Stratégie

Helly Pilavachi, directrice de la distribution Europe francophone, et Cécile Terrier, directrice institutionnels France, Principal Global Investors

"Le modèle multiboutique rassemble le meilleur des deux mondes."

Funds magazine - 28 mai 2021 - Propos recueillis par Catherine Rekik

"Le modèle multiboutique répond à la volonté des clients d'aller de plus en plus vers des sujets d'experts, tout en s'appuyant sur une grande structure."

Helly Pilavachi dispose de plus de vingt-cinq années d’expérience dans le développement commercial en Europe et au Moyen-Orient. En 2015, elle a été nommée directrice commerciale pour la France et l’Europe francophone par PGI. Avant d’intégrer ses équipes, elle a occupé la fonction de directrice commerciale pour l’Europe du Sud chez JO Hambro Capital et, avant cela, de responsable de la distribution au Moyen-Orient chez ABN AMRO. Helly Pilavachi est diplômée de l’université de Stirling, et titulaire d’un MBA de l’université de Londres.

Cécile Terrier a commencé sa carrière en 1998 dans l’univers du conseil avant d’intégrer le groupe Société Générale en 2001, où elle occupe différents postes pendant une dizaine d’années. En 2010, elle rejoint Pictet à Paris en qualité de « senior sales manager » puis, en 2016, part chez Keys REIM en qualité de directeur du développement. En juillet 2020, elle rejoint Principal Global Investors dans le cadre de la création d’un poste basé à Paris pour promouvoir auprès de la clientèle française l’offre globale du groupe.

Pouvez-vous nous présenter Principal Global Investors (PGI) ?

Helly Pilavachi. Principal a plus de cent quarante ans d’histoire, puisqu’elle a été fondée en 1879 à Des Moines, dans l’Iowa. A l’origine, la société proposait des produits d’assurance pour la communauté locale de fermiers, afin de les protéger des mauvaises récoltes, de la météo ou des accidents. Cette idée de pouvoir aider une communauté en apportant des solutions pertinentes est inscrite dans la culture du groupe. Aujourd’hui, Principal est un acteur international, coté en Bourse, avec plus de 17 500 employés. La maison mère gère plus de 820 milliards de dollars d’actifs (au 31 mars). Après une progression des encours de 70 milliards de dollars en 2020, sa filiale de gestion d’actifs, Principal Global Investors, pesait 551 milliards à la fin du premier trimestre 2021.
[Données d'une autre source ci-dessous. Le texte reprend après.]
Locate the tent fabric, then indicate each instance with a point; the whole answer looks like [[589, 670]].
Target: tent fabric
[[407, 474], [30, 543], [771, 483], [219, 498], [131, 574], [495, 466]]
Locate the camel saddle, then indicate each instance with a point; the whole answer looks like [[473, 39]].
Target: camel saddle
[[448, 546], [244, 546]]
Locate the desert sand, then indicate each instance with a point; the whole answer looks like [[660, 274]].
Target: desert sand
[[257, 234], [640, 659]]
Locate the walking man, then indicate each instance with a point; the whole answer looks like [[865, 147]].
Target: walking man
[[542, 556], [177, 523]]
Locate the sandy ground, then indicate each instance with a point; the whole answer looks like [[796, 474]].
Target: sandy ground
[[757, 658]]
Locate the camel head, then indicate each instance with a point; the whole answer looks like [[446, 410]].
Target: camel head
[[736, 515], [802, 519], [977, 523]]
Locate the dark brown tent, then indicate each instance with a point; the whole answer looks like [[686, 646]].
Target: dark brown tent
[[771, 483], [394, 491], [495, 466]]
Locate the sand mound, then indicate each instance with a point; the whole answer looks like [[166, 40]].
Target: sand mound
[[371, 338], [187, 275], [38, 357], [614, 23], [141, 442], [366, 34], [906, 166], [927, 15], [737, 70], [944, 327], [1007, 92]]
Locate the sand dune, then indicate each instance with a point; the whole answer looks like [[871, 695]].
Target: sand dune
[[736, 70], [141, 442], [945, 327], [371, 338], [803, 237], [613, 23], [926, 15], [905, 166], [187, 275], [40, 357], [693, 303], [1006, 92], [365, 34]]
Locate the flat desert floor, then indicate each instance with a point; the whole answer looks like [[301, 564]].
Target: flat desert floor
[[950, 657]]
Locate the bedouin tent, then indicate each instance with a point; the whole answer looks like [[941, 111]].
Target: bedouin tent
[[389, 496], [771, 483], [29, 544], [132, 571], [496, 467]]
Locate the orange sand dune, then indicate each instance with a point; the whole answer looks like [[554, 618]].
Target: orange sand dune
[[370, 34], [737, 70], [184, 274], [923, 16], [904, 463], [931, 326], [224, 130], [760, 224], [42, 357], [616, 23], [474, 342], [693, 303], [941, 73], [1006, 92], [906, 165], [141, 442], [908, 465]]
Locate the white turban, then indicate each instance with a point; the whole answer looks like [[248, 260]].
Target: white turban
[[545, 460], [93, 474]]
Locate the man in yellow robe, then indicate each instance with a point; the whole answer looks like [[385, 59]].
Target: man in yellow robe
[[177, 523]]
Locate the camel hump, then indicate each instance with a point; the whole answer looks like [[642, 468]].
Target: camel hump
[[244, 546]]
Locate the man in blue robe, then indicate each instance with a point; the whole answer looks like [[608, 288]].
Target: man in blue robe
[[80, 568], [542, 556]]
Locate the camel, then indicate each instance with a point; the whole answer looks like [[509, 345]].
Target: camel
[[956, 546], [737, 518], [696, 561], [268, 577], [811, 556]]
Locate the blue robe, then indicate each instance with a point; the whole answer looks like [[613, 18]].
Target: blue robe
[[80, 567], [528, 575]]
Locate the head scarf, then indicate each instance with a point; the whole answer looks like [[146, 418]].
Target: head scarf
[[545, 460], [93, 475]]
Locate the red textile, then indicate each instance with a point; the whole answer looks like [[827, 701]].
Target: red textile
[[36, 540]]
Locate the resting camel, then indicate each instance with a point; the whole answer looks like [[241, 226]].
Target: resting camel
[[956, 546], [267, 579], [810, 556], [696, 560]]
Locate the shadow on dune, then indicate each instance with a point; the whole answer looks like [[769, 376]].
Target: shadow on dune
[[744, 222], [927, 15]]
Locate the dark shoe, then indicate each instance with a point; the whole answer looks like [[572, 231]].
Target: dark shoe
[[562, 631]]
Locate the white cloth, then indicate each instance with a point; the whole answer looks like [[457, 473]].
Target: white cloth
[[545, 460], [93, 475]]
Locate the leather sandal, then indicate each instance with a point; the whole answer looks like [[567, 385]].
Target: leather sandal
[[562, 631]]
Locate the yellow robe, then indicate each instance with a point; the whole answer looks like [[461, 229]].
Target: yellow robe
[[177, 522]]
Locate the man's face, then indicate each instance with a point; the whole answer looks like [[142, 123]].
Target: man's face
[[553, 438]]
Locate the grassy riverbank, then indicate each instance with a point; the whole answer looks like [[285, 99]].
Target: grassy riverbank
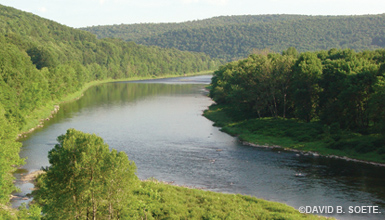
[[164, 201], [292, 134], [45, 112]]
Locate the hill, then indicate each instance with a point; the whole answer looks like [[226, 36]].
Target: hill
[[43, 62], [234, 37]]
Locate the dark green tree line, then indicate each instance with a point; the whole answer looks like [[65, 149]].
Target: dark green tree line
[[335, 86], [86, 180]]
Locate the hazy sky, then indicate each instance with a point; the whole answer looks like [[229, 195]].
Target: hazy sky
[[82, 13]]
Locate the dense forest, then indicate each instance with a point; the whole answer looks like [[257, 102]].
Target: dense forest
[[42, 62], [235, 37], [336, 96]]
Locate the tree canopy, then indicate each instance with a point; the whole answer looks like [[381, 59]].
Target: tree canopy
[[235, 37], [85, 180]]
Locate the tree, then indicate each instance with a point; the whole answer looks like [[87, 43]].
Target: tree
[[305, 89], [85, 180], [9, 157]]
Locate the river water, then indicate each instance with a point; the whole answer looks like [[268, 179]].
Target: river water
[[159, 124]]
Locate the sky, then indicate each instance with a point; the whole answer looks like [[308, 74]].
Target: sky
[[83, 13]]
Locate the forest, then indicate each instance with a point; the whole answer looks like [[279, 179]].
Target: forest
[[42, 62], [333, 99], [235, 37]]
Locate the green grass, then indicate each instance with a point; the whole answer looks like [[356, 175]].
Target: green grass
[[44, 112], [163, 201], [290, 133]]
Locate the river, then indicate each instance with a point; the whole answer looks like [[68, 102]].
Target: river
[[159, 124]]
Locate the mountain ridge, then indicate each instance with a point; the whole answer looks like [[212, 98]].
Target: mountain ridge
[[235, 37]]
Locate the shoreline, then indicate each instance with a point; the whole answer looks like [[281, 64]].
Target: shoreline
[[311, 153], [49, 113], [221, 120]]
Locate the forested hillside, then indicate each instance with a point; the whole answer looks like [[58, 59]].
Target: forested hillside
[[234, 37], [326, 101], [42, 62]]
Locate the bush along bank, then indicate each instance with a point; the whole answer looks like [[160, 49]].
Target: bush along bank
[[329, 102]]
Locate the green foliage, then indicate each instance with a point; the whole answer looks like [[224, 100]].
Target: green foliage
[[85, 179], [88, 181], [234, 37], [9, 157], [161, 201], [43, 62], [340, 91]]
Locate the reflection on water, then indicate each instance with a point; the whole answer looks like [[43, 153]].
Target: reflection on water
[[159, 125]]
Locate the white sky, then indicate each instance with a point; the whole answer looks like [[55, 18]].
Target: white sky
[[82, 13]]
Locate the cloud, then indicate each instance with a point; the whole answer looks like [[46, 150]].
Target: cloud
[[42, 9], [211, 2]]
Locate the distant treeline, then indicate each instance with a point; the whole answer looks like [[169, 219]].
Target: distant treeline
[[234, 37], [336, 87], [42, 61], [340, 89]]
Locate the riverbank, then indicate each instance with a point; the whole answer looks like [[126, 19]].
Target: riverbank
[[36, 118], [305, 138], [161, 200]]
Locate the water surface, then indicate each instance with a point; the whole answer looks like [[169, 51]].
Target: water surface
[[159, 124]]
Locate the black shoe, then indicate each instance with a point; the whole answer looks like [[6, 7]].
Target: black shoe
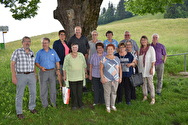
[[20, 116], [159, 94], [74, 108], [128, 103], [85, 89], [82, 107], [34, 111]]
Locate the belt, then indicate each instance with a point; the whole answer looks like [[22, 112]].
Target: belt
[[25, 72], [49, 69]]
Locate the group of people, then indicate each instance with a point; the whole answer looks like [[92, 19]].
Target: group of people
[[107, 64]]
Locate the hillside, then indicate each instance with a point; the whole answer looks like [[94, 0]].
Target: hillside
[[173, 34], [170, 108]]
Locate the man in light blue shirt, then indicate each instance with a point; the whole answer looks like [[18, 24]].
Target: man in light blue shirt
[[127, 37], [109, 35], [47, 61]]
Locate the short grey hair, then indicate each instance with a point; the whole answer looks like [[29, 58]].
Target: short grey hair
[[94, 31], [127, 32], [155, 34], [45, 38], [25, 37]]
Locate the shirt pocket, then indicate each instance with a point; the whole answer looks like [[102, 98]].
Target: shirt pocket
[[52, 57]]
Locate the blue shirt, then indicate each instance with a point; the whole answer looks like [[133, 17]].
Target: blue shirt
[[124, 60], [114, 42], [47, 59], [111, 68]]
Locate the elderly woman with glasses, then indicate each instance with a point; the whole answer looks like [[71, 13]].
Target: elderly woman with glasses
[[111, 76], [94, 74], [92, 44], [74, 70], [127, 64]]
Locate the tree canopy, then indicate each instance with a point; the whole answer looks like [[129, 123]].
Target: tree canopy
[[22, 9], [142, 7]]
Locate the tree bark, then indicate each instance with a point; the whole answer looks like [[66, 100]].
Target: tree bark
[[84, 13]]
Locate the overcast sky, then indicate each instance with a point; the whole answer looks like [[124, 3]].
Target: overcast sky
[[40, 24]]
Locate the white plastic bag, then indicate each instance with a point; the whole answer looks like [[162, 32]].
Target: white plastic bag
[[66, 95]]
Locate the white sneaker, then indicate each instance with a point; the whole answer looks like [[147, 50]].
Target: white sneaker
[[108, 109], [145, 98], [152, 101], [114, 108]]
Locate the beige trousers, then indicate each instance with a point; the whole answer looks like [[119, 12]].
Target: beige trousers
[[148, 84], [110, 89]]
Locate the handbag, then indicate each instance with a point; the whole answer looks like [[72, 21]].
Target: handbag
[[136, 79], [65, 95]]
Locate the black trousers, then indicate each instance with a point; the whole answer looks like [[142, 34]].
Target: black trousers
[[129, 90], [98, 91], [76, 93]]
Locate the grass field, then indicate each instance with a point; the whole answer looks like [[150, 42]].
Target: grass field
[[170, 108]]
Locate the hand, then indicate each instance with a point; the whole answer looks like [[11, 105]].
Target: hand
[[86, 75], [120, 80], [129, 65], [86, 56], [36, 76], [43, 69], [103, 80], [64, 78], [14, 80], [90, 77], [58, 73], [151, 71]]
Pour le compte de quel type de clients ces encours sont-ils gérés ? Que viennent-ils chercher chez PGI ?

Helly Pilavachi. Nos clients sont répartis dans 80 pays, ce sont des fonds de pension, des fonds souverains, des assureurs, des banques, des family offices ou des particuliers aux Etats-Unis. Ce qu’ils apprécient, c’est la possibilité de découvrir de nouveaux produits au sein d’une société qui a une taille suffisante pour apporter des garanties en matière de conformité et de fonctions support tout en proposant des gestions plus spécialisées. PGI réunit en effet plusieurs boutiques de gestion indépendantes. Les gérants sont libres de gérer les portefeuilles comme ils le souhaitent, mais ils bénéficient de toutes les fonctions support de Principal en matière de marketing, de distribution des fonds, etc. Nous avons deux grandes expertises : la gestion obligataire spécialisée, avec des stratégies originales qui répondent aux besoins de rendement des investisseurs, et l’immobilier. PGI fait partie du Top 10 des gérants immobiliers mondiaux, avec 92 milliards de dollars d’actifs dans l’immobilier coté et non coté. Nous avons un bureau à Paris qui s’occupe d’une partie de la gestion de nos actifs immobiliers européens.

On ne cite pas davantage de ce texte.